Javier Cercas semble fasciné par ces mystificateurs » qui ont raconté ce que tout le monde voulait entendre « . Son livre va néanmoins plus loin en abordant des tabous. » Rock star de la mémoire historique « , Marco touche à la sacralisation de la Shoah et des victimes. On ne peut que croire une telle histoire, puisqu’il incarne le survivant. » Peu d’entre eux parlaient à l’époque, or voilà qu’il le fait de façon épique. La mémoire est un instrument, une partie subjective et individuelle de l’histoire. Son danger ? Envahir l’histoire collective et renoncer à la vérité. » Comment douter d’une telle parole ?
Le passé recomposé
Javier Cercas approche son sujet au plus près. Son livre ne tend pas au pardon, plutôt à la compréhension de cet homme (94 ans aujourd’hui), dont, dit-il, » la vie parcourt tout le XXe siècle. Il tend un miroir à l’Espagne. Alors que Primo Levi montre nos zones d’ombre, Marco livre une vision sentimentale et digeste de la guerre civile, le franquisme ou la déportation dans un camp nazi. On n’est pourtant pas un héros, parce qu’on survit, mais parce qu’on dit non lorsque les autres disent oui. Sa biographie coïncide avec celle du pays. »
Fils d’une femme démente, Marco naît dans un sanatorium en 1921. A l’instar de nombreux Espagnols, il accepte l’anarchisme, le franquisme et la guerre. Il en revient perdant et devient un mécanicien insignifiant pendant trente ans. Sentant le vent tourner, il perçoit que l’Espagne doit se réinventer. » Alors, ce caméléon change de nom, de métier et de femme. Il emprunte l’identité légendaire du président des anciens déportés de Mauthausen et du syndicat anarchiste. » Sa transformation est aussi radicale que l’Espagne basculant soudainement dans la démocratie. Un leurre, mais Marco triomphe parce qu’on aime la fiction et le mensonge. Trop de vérité tue. Notre rapport au passé est similaire aux autres pays : on préfère parler des résistants que des collabos. »
Ce livre interpellant pointe que » nous sommes tous des imposteurs, tant nous réinventons constamment notre passé.
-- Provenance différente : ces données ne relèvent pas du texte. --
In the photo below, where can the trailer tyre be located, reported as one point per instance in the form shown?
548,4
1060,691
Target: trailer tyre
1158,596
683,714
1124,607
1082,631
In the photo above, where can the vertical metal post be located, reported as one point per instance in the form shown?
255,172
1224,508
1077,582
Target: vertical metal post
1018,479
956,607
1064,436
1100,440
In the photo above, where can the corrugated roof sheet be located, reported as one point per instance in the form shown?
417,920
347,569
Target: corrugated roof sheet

Personne n’est étranger à la faute de Marco « . Il nous interroge aussi quant au rôle de l’écrivain, raconteur d’histoires. » L’art explore ce que nous sommes vraiment, explique Cercas, y compris nos ambiguïtés ou nos contradictions. Aussi ce roman raconte-t-il le combat entre fiction, réalité, mensonge et vérité. Il ne contient pas de réponse, juste des questions. » A l’heure des derniers témoins de la Shoah, l’écrivain craint surtout » la dictature du présent véhiculée par les médias. Avoir conscience de l’histoire, tel est le rôle de l’école ou de la littérature, sinon on n’existe pas ! »
L’imposteur, par Javier Cercas, éd. Actes Sud, 405 p.